To provide robust evidence for clinicians measuring blood pressure, a prospective individual participant data (IPD) meta-analysis was recently completed. Known as INTERPRESS-IPD (the INTER-arm blood PRESSure difference-IPD Collaboration), it combines data from 24 cohorts totalling 57,000 participants. Pooled data originating from Europe, East Asia, the USA and sub-Saharan Africa (Clark et al, 2018) indicated that IAD remains a significant predictor of cardiovascular and all-cause mortality, after adjustment in a validated multivariable model incorporating age, sex, ethnicity, smoking status, systolic blood pressure, and diagnoses of hypertension and/or diabetes.
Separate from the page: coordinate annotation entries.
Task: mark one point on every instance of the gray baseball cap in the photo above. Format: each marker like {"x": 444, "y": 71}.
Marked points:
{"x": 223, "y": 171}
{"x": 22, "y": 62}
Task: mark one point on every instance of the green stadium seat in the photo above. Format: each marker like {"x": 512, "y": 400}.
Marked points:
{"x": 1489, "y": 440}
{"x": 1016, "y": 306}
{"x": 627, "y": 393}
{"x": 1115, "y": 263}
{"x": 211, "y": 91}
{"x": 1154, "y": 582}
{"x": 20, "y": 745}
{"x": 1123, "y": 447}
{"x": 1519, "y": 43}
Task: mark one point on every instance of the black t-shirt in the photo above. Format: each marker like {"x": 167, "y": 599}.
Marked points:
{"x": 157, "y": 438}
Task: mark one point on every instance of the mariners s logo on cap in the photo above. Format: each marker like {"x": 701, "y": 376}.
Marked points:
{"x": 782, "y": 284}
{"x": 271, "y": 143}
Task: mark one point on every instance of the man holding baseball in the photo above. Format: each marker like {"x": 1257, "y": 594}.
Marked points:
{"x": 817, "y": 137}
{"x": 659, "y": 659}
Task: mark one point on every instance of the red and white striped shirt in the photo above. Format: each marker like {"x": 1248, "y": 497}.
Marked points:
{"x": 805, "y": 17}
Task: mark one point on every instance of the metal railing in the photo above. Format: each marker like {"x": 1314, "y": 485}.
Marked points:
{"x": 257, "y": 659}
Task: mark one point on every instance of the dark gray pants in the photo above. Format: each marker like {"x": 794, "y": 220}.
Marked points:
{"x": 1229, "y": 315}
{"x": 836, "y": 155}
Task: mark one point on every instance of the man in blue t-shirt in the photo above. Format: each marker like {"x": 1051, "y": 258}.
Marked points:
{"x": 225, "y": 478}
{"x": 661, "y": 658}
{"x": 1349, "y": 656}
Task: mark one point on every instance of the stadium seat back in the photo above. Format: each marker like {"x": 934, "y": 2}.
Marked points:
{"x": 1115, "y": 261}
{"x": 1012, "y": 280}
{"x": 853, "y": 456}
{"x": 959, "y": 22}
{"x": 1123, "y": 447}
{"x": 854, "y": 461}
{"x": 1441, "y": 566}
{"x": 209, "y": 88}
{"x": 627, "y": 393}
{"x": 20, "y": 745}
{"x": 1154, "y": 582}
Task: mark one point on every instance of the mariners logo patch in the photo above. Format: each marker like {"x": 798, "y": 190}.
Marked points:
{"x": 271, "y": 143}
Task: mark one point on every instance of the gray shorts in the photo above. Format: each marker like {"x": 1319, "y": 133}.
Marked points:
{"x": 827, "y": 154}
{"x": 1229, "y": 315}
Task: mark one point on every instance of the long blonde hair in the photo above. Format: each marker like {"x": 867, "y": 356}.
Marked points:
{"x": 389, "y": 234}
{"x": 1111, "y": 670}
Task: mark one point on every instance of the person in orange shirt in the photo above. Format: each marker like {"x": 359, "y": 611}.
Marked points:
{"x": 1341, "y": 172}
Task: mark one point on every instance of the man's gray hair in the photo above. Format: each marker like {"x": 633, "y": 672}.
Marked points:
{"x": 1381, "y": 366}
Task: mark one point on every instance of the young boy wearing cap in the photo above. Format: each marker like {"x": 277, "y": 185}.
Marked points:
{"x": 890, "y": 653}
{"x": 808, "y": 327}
A new lower systolic IAD cut-off of ≥5 mmHg was observed as a threshold for increased all-cause mortality (hazard ratio, 1.07 [95% confidence interval, 1.01–1.14]), and rising hazards were associated with greater magnitudes of IAD (Clark et al, 2018). Of relevance to clinicians, the IADs in the study were predominantly obtained by sequential measurement, reflecting everyday clinical practice. The Primary Care Research Group at the University of Exeter Medical School and INTERPRESS colleagues demonstrated that systolic IADs also predict additional risk for cardiovascular events after adjustment for current cardiovascular risk scores, with every 1-mmHg increment in systolic IAD representing a 1–2% increase in 10-year risk using Framingham, ASCVD and QRISK2 scores. 
 
Further work is needed, including medical imaging, to confirm the precise underlying mechanisms of observed IADs and their relationship to cardiovascular risk. At present, there are no recommendations for managing individuals on the basis of their IAD. Our findings suggest that estimates of cardiovascular risk could be adjusted, according to observed IAD, to discuss blood-pressure-lowering and/or lipid-lowering treatment when individuals cross risk thresholds set out by current guidelines (Clark and McDonagh, 2019). We have found that this approach is feasible in the primary care setting (McDonagh et al, 2019), although no outcome studies for interventions based on assessment of IAD yet exist. With this proviso in mind, we believe that there is sufficient evidence to at least take IAD into account when assessing and discussing cardiovascular risk with our patients.